Beirut, la irreverente: ¿por qué no empezamos? - Tony Frangie Mawad

Beirut, la irreverente: ¿por qué no empezamos? – Tony Frangie Mawad

Puede que Beirut sea la ciudad del mundo con más contrastes históricos. Los sentimientos contradictorios que despierta solo puede entenderlos quien la ha vivido desde el fondo de su ser. En este texto, el venezolano-libanés Tony Frangie comparte su mirada única sobre esa ciudad que ayer vivió de nuevo el horror y que, como siempre ha hecho, llamará al fénix que habita en ella para resurgir

Publicado en: El Estímulo

Por: Tony Frangie Mawad

Quizás no existe mejor imagen para entender a Beirut, la ciudad de la paradoja y el contraste, que cierta foto en blanco y negro de 1984 del libanés Fouad Elkoury: en ella se aprecia a dos mujeres, con la piel iluminada por el sol ácido, en trajes de baño, acostadas en la orilla de una piscina y refrescadas por una fuente. En el fondo, más allá del agua, se aprecia la Beirut bélica, con sus ruinas y sus fachadas quebradas. Es ese el leitmotiv de Beirut, su son destructivo y creativo: una ciudad sensual y cruda que, regenerativamente, se encuentra al placer excesivo y a la violencia brutal. Ciudad paradójica.
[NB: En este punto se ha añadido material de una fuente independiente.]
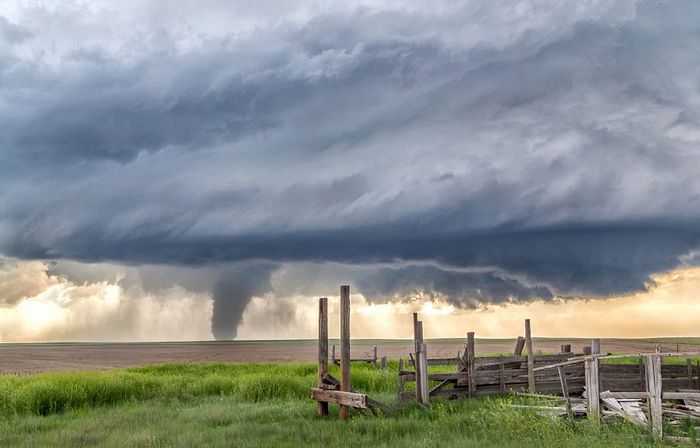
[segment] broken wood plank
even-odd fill
[[[530,330],[530,319],[525,319],[525,346],[527,347],[527,386],[530,392],[535,389],[535,361],[532,359],[532,332]]]
[[[357,409],[366,409],[368,399],[365,394],[346,392],[341,390],[325,390],[320,388],[311,389],[311,398],[325,403],[335,403],[341,406]],[[341,408],[342,409],[342,408]]]
[[[352,390],[350,383],[350,286],[348,285],[340,287],[340,390],[343,392]],[[366,400],[364,404],[367,405]],[[348,406],[341,404],[341,420],[346,420],[350,416]]]
[[[655,440],[663,438],[661,408],[661,356],[646,356],[647,391],[649,392],[649,414],[651,416],[651,436]]]
[[[318,385],[324,383],[328,375],[328,298],[318,299]],[[319,417],[328,415],[328,403],[319,401],[316,414]]]

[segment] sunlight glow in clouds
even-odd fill
[[[15,262],[0,282],[0,340],[152,341],[210,340],[212,300],[206,293],[180,287],[158,293],[125,288],[114,281],[75,284],[46,275],[39,262]],[[3,272],[3,271],[0,271]],[[7,281],[16,276],[17,284]],[[46,280],[36,292],[36,277]],[[30,295],[22,294],[24,286]],[[654,276],[647,291],[609,299],[556,299],[457,308],[435,299],[409,297],[372,303],[352,294],[352,332],[356,338],[410,338],[413,312],[425,322],[428,338],[514,337],[523,319],[533,319],[535,334],[554,337],[688,336],[697,333],[700,316],[700,268],[681,268]],[[10,287],[10,285],[12,287]],[[338,297],[329,295],[331,335],[338,333]],[[317,300],[303,295],[253,297],[243,313],[238,339],[315,338]]]

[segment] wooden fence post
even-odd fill
[[[649,392],[649,415],[651,436],[663,438],[663,411],[661,409],[661,356],[646,355],[647,392]]]
[[[498,368],[500,370],[499,383],[501,386],[501,392],[506,391],[506,367],[503,362],[503,355],[498,355]]]
[[[515,350],[513,350],[513,355],[522,356],[523,348],[525,348],[525,338],[522,336],[518,336],[518,340],[515,341]]]
[[[688,365],[688,389],[693,388],[693,360],[688,358],[685,360]]]
[[[403,375],[401,374],[402,372],[403,372],[403,358],[400,358],[399,359],[399,380],[398,380],[398,384],[396,385],[399,403],[403,403]]]
[[[532,332],[530,330],[530,319],[525,319],[525,346],[527,348],[527,387],[529,392],[534,394],[535,389],[535,359],[532,353]]]
[[[476,366],[474,365],[474,358],[476,350],[474,349],[474,332],[470,331],[467,333],[467,375],[469,386],[469,397],[476,395],[476,379],[474,378],[476,372]]]
[[[588,401],[588,418],[600,419],[600,384],[598,381],[598,360],[593,357],[584,360],[586,379],[586,398]]]
[[[328,298],[318,299],[318,386],[323,384],[323,376],[328,373]],[[328,403],[318,402],[319,417],[328,415]]]
[[[413,313],[413,342],[415,345],[415,356],[413,357],[413,367],[416,372],[416,401],[420,403],[421,397],[421,369],[420,369],[420,349],[423,343],[423,322],[418,320],[418,313]]]
[[[351,392],[350,383],[350,286],[340,287],[340,390]],[[340,406],[340,418],[350,415],[349,406]]]
[[[422,334],[421,334],[422,336]],[[420,401],[422,405],[430,405],[430,390],[428,389],[428,350],[424,342],[420,344],[420,354],[418,356],[420,366]]]
[[[561,394],[566,399],[566,415],[572,417],[571,413],[571,399],[569,398],[569,386],[566,384],[566,374],[561,366],[557,367],[557,372],[559,373],[559,382],[561,383]]]

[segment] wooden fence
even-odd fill
[[[700,352],[687,353],[637,353],[627,355],[591,355],[582,359],[570,359],[559,364],[544,366],[537,370],[545,371],[554,368],[570,368],[573,365],[583,365],[585,377],[586,413],[588,418],[599,420],[601,405],[605,412],[617,413],[635,423],[648,422],[653,438],[663,438],[664,414],[675,417],[694,417],[700,419],[700,364],[693,364],[686,358],[685,364],[665,365],[667,357],[699,356]],[[636,364],[607,364],[610,360],[637,358]],[[566,390],[566,382],[562,382],[562,390]],[[568,397],[566,397],[568,399]],[[645,400],[648,418],[641,408],[641,419],[636,419],[635,413],[627,412],[616,400]],[[664,405],[664,401],[683,401],[685,409],[677,404]],[[688,402],[692,404],[688,406]],[[567,408],[570,408],[567,403]],[[673,440],[685,440],[673,437]],[[688,439],[690,440],[690,439]]]
[[[414,314],[415,354],[410,354],[408,367],[404,369],[403,361],[399,362],[398,396],[403,401],[413,396],[427,405],[430,397],[475,397],[498,394],[508,391],[528,390],[556,394],[561,392],[561,377],[559,371],[537,371],[538,367],[547,366],[572,357],[582,356],[571,353],[571,346],[562,346],[559,354],[535,354],[532,346],[532,336],[529,319],[525,321],[525,336],[519,337],[513,355],[475,356],[474,333],[467,334],[464,354],[457,358],[427,358],[429,347],[423,341],[423,325]],[[594,340],[591,344],[599,350],[600,343]],[[420,349],[420,350],[419,350]],[[523,349],[527,354],[523,356]],[[426,357],[425,367],[416,362],[420,357]],[[418,364],[418,368],[416,367]],[[428,367],[435,365],[455,365],[456,371],[449,373],[430,373]],[[567,380],[569,393],[581,394],[585,383],[582,364],[563,366],[561,375]],[[407,383],[415,382],[414,391],[407,391]],[[428,384],[433,386],[428,388]],[[435,384],[437,382],[437,384]],[[427,388],[427,397],[423,387]]]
Beirut, la irreverente: ¿por qué no empezamos? - Tony Frangie Mawad
Cortesía: Fouad Elkoury

La foto de Elkoury data de la guerra civil libanesa, un sacudón que refleja aquel ritmo salvaje de Beirut: pasando de boom económico, con sus discotecas de música francesa y sus mega-supermercados, a un conflicto de bombazos y cabezas degolladas en la calle.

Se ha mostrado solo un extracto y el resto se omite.